# Prints curling up



## Atari1977 (Feb 16, 2011)

Hi, I work in my Highschool's darkroom. Our prints however when they dry have started to curl up when they dry recently. We've tried two different packs of paper so I'm thinking it's a chemical problem. We've made prints that dried flat before so this is a new thing. We print B&W only if that makes any of a difference.


----------



## Christie Photo (Feb 16, 2011)

Resin coated (RC) papers should dry flat.  Are you using fiber base paper now?

-Pete


----------



## Atari1977 (Feb 16, 2011)

I'm not sure, I'm new to the whole development process so I can check tommorow.


----------



## Images (Feb 16, 2011)

If your prints are curling as they dry you are using fiber based paper and it is doing exactly as it is supposed to do.
The emulsion contracts as it dries and causes it to curl. 
Fiber based paper must be dried using a blotters or compressed with a drying system to eliminate the tendency to curl.
In my humble opinion fiber based papers are superior and worth the trouble.
In addition fiber based papers require substantial washing and or a hypo eliminator to make them archival.
Joe


----------



## Atari1977 (Feb 17, 2011)

Yes we are using fiber based paper.


----------



## Christie Photo (Feb 17, 2011)

Atari1977 said:


> Yes we are using fiber based paper.



Ahhh....

So there's your answer.  The fix is to get some RC paper, or a print dryer for you fiber base stock.

Good luck!

-Pete


----------



## iinanking (Jun 20, 2011)

Agreed!


----------



## ann (Jun 21, 2011)

fiber paper will dry flatter if it is drying in an environment with high humidity.

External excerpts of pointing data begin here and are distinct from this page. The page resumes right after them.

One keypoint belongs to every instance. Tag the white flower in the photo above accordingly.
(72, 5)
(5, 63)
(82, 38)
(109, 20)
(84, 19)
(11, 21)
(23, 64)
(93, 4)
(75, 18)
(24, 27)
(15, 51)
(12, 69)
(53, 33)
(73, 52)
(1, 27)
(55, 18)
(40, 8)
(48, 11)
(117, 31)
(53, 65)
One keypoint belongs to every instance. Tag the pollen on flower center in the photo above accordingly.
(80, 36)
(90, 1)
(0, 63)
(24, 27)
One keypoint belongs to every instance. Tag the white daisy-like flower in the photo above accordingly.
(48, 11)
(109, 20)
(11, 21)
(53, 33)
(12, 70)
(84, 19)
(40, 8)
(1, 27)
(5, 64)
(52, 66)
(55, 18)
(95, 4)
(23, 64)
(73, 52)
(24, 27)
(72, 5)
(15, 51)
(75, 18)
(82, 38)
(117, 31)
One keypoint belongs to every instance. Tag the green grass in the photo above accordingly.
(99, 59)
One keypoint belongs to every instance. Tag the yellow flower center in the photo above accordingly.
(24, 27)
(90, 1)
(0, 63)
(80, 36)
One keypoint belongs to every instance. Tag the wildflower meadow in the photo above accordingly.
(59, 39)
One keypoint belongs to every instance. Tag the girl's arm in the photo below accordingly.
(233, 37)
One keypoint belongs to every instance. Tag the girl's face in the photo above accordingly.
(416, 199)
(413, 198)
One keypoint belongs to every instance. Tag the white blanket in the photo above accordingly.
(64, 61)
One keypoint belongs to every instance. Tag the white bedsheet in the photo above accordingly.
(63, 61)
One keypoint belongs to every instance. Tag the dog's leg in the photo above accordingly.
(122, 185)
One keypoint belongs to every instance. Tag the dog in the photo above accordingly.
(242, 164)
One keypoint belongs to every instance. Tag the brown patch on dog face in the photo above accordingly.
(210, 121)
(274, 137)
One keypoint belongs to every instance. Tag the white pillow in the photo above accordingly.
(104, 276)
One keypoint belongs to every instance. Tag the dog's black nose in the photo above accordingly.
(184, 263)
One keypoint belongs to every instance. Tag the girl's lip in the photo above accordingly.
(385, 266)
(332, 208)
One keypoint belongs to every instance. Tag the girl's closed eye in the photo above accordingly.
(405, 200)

The faster it dries the more it tends to curl. 

Place your dry prints between interleaving sheets and place some large books on top for awhile, or put them in a drymount press. Unheated, for awhile, that will flatten them out.

As an aside, it is unusal for a beginning class to use fiber paper these days. Years ago , when i started in the darkroom it was the only option.


----------